There are three monsters featured in this piece, but only two of them are by KNB EFX, as Ron Perlman’s Dwayne Burcell is probably the scariest thing in this movie. Perlman is simply smoldering as Burcell, slowly building up to the slaughter that seems inevitable from the story’s first moments. The actor towers over everyone else in Pro-Life, bringing real human menace, but never once playing this character over the top. In fact, the actor explains in one of the disc’s extras that he plays Burcell as a hero, a man desperately trying to save his daughter and grandchild, even if he has to give up his other children and his own life to do just that.
KNB EFX does some incredible work here as well, with monsters that are very reminiscent of Carpenter’s The Thing. The main creature at the end of the episode is a best I’ve seen from the series, and looks about as good as any you’d find in a big screen feature. Part of the credit should also go to Cinematographer Attila Szalay, who lights the beast for maximum atmospheric effect, creating memorable images when other episodes have just made me sigh in disappointment.
Mainly though, the success of this episode goes to Carpenter himself. Even without the monsters, this episode would have been an exciting and satisfying installment because of his taut direction. The man who brought us Assault on Precinct 13 makes this siege a series of exciting and impressive sequences, even if the film’s messages bring the proceedings down a bit. Again too, there are moments in this piece that are quite haunting, and bravo to the director for letting our own imaginations work against us, instead of just filling the screen with splatter.

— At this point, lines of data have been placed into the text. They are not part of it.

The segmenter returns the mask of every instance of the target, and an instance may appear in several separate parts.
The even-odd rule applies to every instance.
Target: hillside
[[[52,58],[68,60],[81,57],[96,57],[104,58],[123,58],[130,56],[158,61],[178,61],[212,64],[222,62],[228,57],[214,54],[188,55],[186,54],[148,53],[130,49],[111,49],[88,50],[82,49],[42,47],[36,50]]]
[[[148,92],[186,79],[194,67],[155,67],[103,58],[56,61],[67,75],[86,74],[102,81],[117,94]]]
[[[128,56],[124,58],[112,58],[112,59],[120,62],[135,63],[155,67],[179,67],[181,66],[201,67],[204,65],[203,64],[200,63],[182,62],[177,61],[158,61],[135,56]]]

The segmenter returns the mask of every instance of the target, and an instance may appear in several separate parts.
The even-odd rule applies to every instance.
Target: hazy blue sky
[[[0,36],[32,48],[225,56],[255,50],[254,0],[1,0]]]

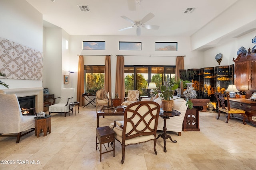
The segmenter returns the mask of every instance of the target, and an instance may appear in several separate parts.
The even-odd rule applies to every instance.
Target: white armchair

Pro-Life isn’t the best episode I’ve seen from this series, but it is a good one. It’s able to bring back for me many of the things I’ve always loved about Carpenter’s movies; I just wish the episode would have been able to stay away from this hot-button issue if it wasn’t going to be able to take a stand. On a visceral level though, Pro-Life is very accomplished and will hopefully not be the last good work we see from John Carpenter behind a camera.
The transfer on this disc is pretty much crystal clear. It looks as if this episode was once again shot on digital, which gives you about as crisp a picture as possible. Colors are very bright and you should have no trouble with any moments throughout the episode. The episode is presented in Anamorphic Widescreen with an aspect ratio of 1.78:1.

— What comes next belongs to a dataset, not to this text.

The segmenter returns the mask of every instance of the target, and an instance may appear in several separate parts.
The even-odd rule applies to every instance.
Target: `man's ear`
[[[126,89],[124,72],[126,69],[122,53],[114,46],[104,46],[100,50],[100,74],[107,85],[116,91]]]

The Audio track is presented in Dolby Digital 5.1 and also is very, very good. John Carpenter’s son, Cody does an awesome job with this episode’s score, sounding a LOT like one of his father’s old film scores. There’s a good balance throughout, and you should have no problem hearing any element of the sound scheme no matter what’s going on.
SPECIAL FEATURES: Commentary, Featurettes, Galleries, Bio, Screenplay, Trailers.
Commentary by John Carpenter and screenwriters Drew McWeeny and Scott Swan – This is a pretty thorough track, with the three of them talking about the entire conception of each scene. McWeeny and Swan (Ain’t It Cool News’ Moriarty and Obi-Swan) are pretty proud of their work, but much of the blame for the film’s problems could probably also be attributed to them.
Final Delivery: The Making of Pro-Life – This goes about 15 minutes and is pretty exhaustive in terms of showing how the piece was put together. I love the segments with the KNB guys that showed the work that went into putting the episode’s big monster together. Carpenter is also adamant in saying how the episode tries to stay in the middle politically, and is definitely just trying to entertain you.
Demon Baby: Birthing the FX Sequence – This goes about five minutes and has the KNB guys talking about the designs for the baby, as well as how much they took from Carpenter’s The Thing. Also, its funny to hear the actors in the sequence talk about how much fun it was to do this project.
Trailers – You get a ton of trailers here, most for other Masters of Horror entries, as well as other Anchor Bay releases.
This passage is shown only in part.